CTP:glycerol 3-phosphate cytidylyltransferase (TarD) from Staphylococcus aureus catalyzes the cytidylyl transfer via an ordered Bi-Bi reaction mechanism with micromolar K(m) values.

CTP

glycerol 3-phosphate cytidylyltransferase catalyzes the formation of CDP-glycerol, an activated form of glycerol 3-phosphate and key precursor to wall teichoic acid biogenesis in Gram-positive bacteria. There is high sequence identity (69%) between the CTP:glycerol 3-phosphate cytidylyltransferases from Bacillus subtilis 168 (TagD) and Staphylococcus aureus (TarD). The B. subtilis TagD protein was shown to catalyze cytidylyltransferase via a random mechanism with millimolar K(m) values for both CTP and glycerol 3-phosphate [J. Biol. Chem. 268, (1993) 16648] and exhibited negative cooperativity in the binding of substrates but not in catalysis [J. Biol. Chem. 276, (2001) 37922]. In the work described here on the S. aureus TarD protein, we have elucidated a steady state kinetic mechanism that is markedly different from that determined for B. subtilis TagD. Steady state kinetic experiments with recombinant, purified TarD employed a high-performance liquid chromatography assay developed in this work. The data were consistent with a ternary complex model. The K(m) values for CTP and glycerol 3-phosphate were 36 and 21 microM, respectively, and the k(cat) was 2.6 s(-1). Steady state kinetic analysis of the reverse (pyrophosphorylase) reaction was also consistent with a ternary complex model.
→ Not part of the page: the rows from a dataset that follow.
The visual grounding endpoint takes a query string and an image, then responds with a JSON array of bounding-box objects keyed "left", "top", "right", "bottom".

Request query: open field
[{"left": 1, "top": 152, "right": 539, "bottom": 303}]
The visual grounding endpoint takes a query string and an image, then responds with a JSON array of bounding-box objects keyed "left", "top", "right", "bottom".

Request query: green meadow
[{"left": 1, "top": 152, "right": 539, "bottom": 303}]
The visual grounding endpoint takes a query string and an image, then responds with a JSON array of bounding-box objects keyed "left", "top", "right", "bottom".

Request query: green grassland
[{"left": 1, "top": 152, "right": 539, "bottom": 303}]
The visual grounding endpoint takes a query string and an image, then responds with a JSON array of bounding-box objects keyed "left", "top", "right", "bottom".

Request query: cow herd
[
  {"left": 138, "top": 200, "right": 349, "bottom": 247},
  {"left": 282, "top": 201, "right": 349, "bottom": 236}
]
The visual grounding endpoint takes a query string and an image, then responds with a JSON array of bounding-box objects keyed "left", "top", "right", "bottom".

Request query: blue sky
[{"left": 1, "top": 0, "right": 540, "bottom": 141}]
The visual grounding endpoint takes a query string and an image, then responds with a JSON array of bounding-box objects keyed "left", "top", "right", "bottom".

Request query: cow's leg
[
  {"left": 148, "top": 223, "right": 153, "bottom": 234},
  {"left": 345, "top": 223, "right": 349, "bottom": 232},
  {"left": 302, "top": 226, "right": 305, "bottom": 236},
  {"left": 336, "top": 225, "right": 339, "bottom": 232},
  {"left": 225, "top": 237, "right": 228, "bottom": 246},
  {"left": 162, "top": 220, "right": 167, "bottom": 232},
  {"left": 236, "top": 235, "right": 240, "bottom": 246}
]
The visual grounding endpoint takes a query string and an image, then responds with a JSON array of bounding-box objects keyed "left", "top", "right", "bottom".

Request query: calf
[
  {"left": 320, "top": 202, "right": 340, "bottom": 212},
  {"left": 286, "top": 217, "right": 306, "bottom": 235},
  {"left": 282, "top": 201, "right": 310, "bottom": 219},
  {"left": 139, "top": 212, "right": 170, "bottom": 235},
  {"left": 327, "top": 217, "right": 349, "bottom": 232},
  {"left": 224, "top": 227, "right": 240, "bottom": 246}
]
Product inhibition studies indicated an ordered Bi-Bi reaction mechanism where glycerol 3-phosphate was the leading substrate and the release of CDP-glycerol preceded that of pyrophosphate. Finally, we investigated the capacity of S. aureus tarD to substitute for tagD in B. subtilis. The tarD gene was placed under control of the xylose promoter in a B. subtilis 168 mutant defective in tagD (temperature-sensitive, tag-12). Growth of the resulting strain at the restrictive temperature (47 degrees C) was shown to be xylose-dependent.